Je l'avoue, point de vue bandes dessinées j'étais un peu restée à l'âge de pierre: Achille Talon, Snoopy, Les Bidochon, Rubrique-à-brac...  Le seul truc un peu plus récent auquel j'avais accroché c'était Dilbert, ce comic strip américain sur les aléas du monde du travail.  Puis l'an passé, poussée par de nombreux billets élogieux, j'ai découvert avec un immense plaisir la série des Paul de Michel Rabagliati. Cela m'a encouragée à élargir mes horizons, et lors de mon dernier arrêt à la bibliothèque, j'ai emprunté les premiers tomes de deux séries que j'avais remarquées ici et là sur la blogosphère (mais où? Rogntudju, je n'arrive pas à m'en souvenir!)

De Cape et de crocs
Un dessin absolument magnifique, des couleurs vibrantes à dominantes bleues et orangées; une atmosphère de roman d'Alexandre Dumas, avec clins d'oeil à Cyrano, Molière, La Fontaine; et ces deux gentilshommes -- ou plutôt gentilsanimaux, puisque Don Lope de Villalobos Y Sangrin est un loup et son ami Armand Raynal de Maupertuis un renard -- à la fois drôles et romantiques à souhait; sans oublier un petit lapin absolument craquant du nom d'Eusèbe:  j'ai tout aimé de cette BD absolument parfaite! Le tome 1 finit sur un cliffhanger incroyable, ça me prend la suite au plus vite!


Magasin général
Dans un style plus réservé, toute en teintes de terre convenant fort bien au sujet, cette BD est un peu un téléroman mis en image, mais alors un téléroman bien réussi, avec un excellent équilibre entre l'humour et l'émotion.  Ça se déroule dans les années vingt, dans un petit village du Québec.  Les personnages sont attachants, pas trop stéréotypés, et les deux dessinateurs/scénaristes français ont eu l'excellente initiative de demander la collaboration d'un auteur québécois pour les dialogues, qui sonnent fort juste!

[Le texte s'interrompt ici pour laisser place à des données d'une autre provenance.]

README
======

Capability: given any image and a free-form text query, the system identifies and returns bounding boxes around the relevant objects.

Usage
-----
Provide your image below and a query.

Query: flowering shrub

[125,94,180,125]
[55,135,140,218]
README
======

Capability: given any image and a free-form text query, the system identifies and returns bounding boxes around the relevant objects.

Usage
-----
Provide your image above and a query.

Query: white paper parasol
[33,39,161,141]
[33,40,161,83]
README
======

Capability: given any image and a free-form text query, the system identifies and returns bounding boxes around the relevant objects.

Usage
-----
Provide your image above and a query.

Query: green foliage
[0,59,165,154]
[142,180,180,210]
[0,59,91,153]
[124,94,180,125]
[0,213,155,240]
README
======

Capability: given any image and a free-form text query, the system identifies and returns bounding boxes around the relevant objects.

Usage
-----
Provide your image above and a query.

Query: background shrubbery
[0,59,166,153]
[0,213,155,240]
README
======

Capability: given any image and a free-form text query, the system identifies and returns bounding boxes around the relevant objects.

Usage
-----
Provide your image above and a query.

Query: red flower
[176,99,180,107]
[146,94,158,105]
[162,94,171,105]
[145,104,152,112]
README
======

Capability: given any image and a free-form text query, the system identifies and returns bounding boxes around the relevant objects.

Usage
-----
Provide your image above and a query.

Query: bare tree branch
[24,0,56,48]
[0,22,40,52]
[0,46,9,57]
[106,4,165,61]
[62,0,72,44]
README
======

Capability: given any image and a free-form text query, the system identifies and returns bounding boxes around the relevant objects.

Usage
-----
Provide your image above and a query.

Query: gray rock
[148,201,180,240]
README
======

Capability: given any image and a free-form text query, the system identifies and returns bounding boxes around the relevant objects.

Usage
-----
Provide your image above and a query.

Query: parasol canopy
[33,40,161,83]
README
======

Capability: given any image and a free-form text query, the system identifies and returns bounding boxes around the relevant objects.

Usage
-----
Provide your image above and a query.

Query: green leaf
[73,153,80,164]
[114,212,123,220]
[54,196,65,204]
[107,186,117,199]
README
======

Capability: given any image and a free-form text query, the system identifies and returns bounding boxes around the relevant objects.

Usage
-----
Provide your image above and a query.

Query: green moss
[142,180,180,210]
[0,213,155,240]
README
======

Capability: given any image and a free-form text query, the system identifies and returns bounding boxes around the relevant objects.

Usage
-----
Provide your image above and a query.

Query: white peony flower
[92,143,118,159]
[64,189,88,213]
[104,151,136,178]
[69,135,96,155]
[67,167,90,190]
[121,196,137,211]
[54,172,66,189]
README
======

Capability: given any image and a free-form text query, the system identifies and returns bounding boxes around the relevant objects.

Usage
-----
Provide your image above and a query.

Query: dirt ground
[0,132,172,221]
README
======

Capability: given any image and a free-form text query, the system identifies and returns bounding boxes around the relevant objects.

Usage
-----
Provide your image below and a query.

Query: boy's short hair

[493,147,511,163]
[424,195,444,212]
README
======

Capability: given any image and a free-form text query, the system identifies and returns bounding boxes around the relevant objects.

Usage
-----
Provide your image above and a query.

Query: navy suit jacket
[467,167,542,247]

De Cape et de crocs, Acte 1: Le secret du Janissaire, d'Ayroles et Masbou,  Delcourt, 1995, 46 p.
Magasin général, tome 1: Marie, de Loisel et Tripp, Casterman, 2006, 80 p.

03 juin 2010

Moi aussi!

«Vieux ou neufs, le seul signe dont j'essaie toujours de débarrasser mes livres (en général sans grand succès) est l'indication de prix que leur fixent au dos des libraires malveillants.  Ces affreuses écailles blanches sont difficiles à arracher, elles laissent des cicatrices lépreuses et des taches de glu auxquelles adhèrent la poussière et la bourre des âges, et je rêve d'un enfer collant spécial auquel serait condamné l'inventeur de ces adhésifs.»
Alberto Manguel, La Bibliothèque la nuit.

01 juin 2010

Novecento: pianiste

Se lisant comme une nouvelle, Novecento: pianiste est en fait une pièce de théâtre écrite pour un seul acteur, un monologue.  Ceux qui me lisent depuis un certain temps ont pu le constater, je ne suis pas forte sur les nouvelles, mais j'ai néanmoins bien apprécié celle-ci.  Peut-être parce qu'elle se présente toute seule et non en un recueil? Mais surtout grâce à la belle plume d'Alessandro Baricco, toujours aussi fantaisiste. L'idée de départ est formidable (né sur un transatlantique, orphelin recueilli par l'équipage, Novecento n'est jamais descendu à terre) et fort bien exploitée, avec beaucoup d'humour, de poésie et l'omniprésence de la mer et de la musique.  Seule la fin m'a un peu déçue, me semblant tomber à plat.  Mais dans l'ensemble, une lecture charmante.

Le billet d'Allie, celui de Catherine du Biblioblog.

Novecento: pianiste d'Alessandro Baricco, traduit de l'italien, publié chez Mille et une nuits en 1997. 77 p. Titre original: Novecento. Un monologo (1994).